What Happens When Your Find an Error?

 

If you discover an error on your credit report, the recommended way to attempt a correction is through a dispute letter. Dispute letters allow you to request the reporting agency to correct the error. Though it may take a little time to get the errors fixed, cleaning up these mistakes can have a direct (and favorable!) effect on your credit score. Higher credit scores help you secure lower interest rates and better terms on your mortgage.

 

Here's what you'll need to include for each mistake on your credit report that you find:

 

  1. Refer to which account has the error.
  2. Spell out precisely what is incorrect about the account and reference where it appears in the report.
  3. Outline the requested changes and explain why those changes are necessary.
  4. Include supporting evidence or documentation which will bolster your claim.
  5. Send the letter by certified mail with a return receipt requested so that you can document what the credit reporting company received.

 

For example: "In my report, the Chase Visa ending in XXXX shows my account is still active. I closed this account in 2012. Please market the account 'closed' on the report, not 'active.' Included is a letter from Chase bank, confirming the date of the account's closure."

 

It's a good idea to keep copies of everything you send. Also, be sure to send the correction to all three major reporting agencies (Equifax, Experian, and TransUnion) as well as the original creditor (i.e., the credit card company, utility, etc.). You can find the current dispute mailing addresses on these company's websites. Federal law mandates that agencies must help you within 30 days. Keep records of your disputes and when/how you communicated with the agencies.

 

An article by Experian offers insight on credit scores and disputes. Filing a request has no impact on your score. However, once your dispute is processed, that is where your credit score could change.
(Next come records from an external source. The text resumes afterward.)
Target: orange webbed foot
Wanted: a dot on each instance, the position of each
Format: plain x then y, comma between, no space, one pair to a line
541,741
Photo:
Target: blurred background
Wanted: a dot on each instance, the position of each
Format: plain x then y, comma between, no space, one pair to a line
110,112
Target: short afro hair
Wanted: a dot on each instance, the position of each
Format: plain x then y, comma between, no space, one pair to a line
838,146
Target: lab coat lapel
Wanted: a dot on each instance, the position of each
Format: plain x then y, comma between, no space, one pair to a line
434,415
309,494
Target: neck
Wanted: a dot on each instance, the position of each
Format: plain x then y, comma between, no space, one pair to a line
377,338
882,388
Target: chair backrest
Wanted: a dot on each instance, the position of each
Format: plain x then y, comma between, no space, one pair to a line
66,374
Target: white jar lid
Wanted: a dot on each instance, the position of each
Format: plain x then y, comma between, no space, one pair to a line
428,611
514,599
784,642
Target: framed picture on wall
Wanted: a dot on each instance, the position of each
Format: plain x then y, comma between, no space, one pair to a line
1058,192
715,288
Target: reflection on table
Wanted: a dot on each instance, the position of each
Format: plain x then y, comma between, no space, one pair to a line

Along with this, updating or changing information such as identification or address information will not affect your credit score. 

 

Why Clean Your Credit

 

Having the cleanest credit report as possible will result in a higher credit score, which in turn increases your chances of getting pre-approved for a mortgage. A low credit score results in a much higher interest rate when you apply for a home loan. Besides, if you have a low credit score, you will be required to contribute a much larger down payment of cash. 

 

When looking to be pre-approved for a mortgage, you first need to get your credit report as clean as possible, pay off as many debts as you can, and make on-time payments. One of the hands-on things you can do today is set up payment reminders and pay your bills on-time. Take these steps, then sit back and watch your credit score rise!    

 

According to the law, negative credit information stays on your credit report for seven years. On the other hand, positive information can remain on your credit report indefinitely. That is why getting your credit in shape is a crucial step to take when you're preparing to buy a home.